Transformers: The Last Knight (2017) Soundtrack Review

Verdict
4

Summary

With big, exciting (and quite beautiful) cues, Jablonsky’s music is the perfect underscore to the mayhem and destruction director Michael Bay orders up for these movies.

Review: An unlikely sword and sorcery entry, Transformers: The Last Knight begins in the dark ages during the era when King Arthur (Liam Garrigan) is struggling in a war against a force that is stronger than his army. He’s waiting for the wizard Merlin (Stanley Tucci) to come up with a plan to save them all, and Merlin seeks out the Transformers, who have landed somewhere near Stonehenge and have developed a trust with Merlin. They bestow a scepter on Merlin, who uses it to command a transforming three-headed dragon, which is all Arthur needs to defeat the opposing force. Hundreds of years later on present-day earth, mankind has declared war against the Transformers, perceiving them a threat against the people of the world. Optimus Prime, the leader of the Autobots, is summoned to Cybertron, his fallen planet, where his deity commands him to betray humankind and even his fellow Autobots to find and retrieve Merlin’s scepter, which can be the catalyst to rebuild Cybertron. Meanwhile, all kinds of crazy stuff is going on down on earth: Everyone seems to agree that the end of the world is nigh, and a British Lord named Edmund (Anthony Hopkins) is on the verge of having a nervous breakdown trying to locate the scepter himself before the world ends. His hope lies in the form of two chosen warriors, one of whom is “the last knight” himself, an adventurer named Cade (Mark Wahlberg). The other chosen warrior is a beautiful historian named Vivian (Laura Haddock), who is the last in the lineage that goes back to Arthur himself. These two are meant to save the world, but before they do Earth is going to take an incredible pummeling.

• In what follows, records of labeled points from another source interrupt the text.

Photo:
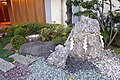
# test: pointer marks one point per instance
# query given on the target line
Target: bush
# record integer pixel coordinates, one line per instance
(4, 54)
(10, 31)
(17, 41)
(20, 31)
(4, 41)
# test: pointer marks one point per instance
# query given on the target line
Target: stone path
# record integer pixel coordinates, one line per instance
(2, 77)
(22, 59)
(5, 65)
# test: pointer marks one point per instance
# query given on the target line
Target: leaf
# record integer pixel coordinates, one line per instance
(85, 13)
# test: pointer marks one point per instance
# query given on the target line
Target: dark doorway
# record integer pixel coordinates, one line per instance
(4, 15)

The fifth and possibly the most frenetic of the Transformers movies from Michael Bay, The Last Knight feels like a post-apocalyptic end of the world movie, but it also feels like a sword and sorcery spectacular with giant robots wielding swords alongside their human counterparts who might as well be video game heroes, dodging every conceivable type of shrapnel from explosions on every side. Like the previous movies in the franchise, it’s a vomitorium of noise and furious motion, but these movies are spectacles in their own way. They’re too intense for kids, but if you have the constitution for it, it’s quite a ride.

La La Land Records has just released a two-disc soundtrack of the score for Transformers: The Last Knight by composer Steve Jablonsky, who thus far has composed the music for all five of the Transformers films. Jablonsky, who approaches these scores as if they were operatic adventures, has always been the right composer for this franchise. With big, exciting (and quite beautiful) cues, Jablonsky’s music is the perfect underscore to the mayhem and destruction director Michael Bay orders up for these movies. This is the second Transformers score that La La Land has released, but this time they’ve outdone themselves with a lavish treatment, as this two-disc set contains over 120 minutes of music. This release is limited to only 3000 units, so grab one while they’re still in print!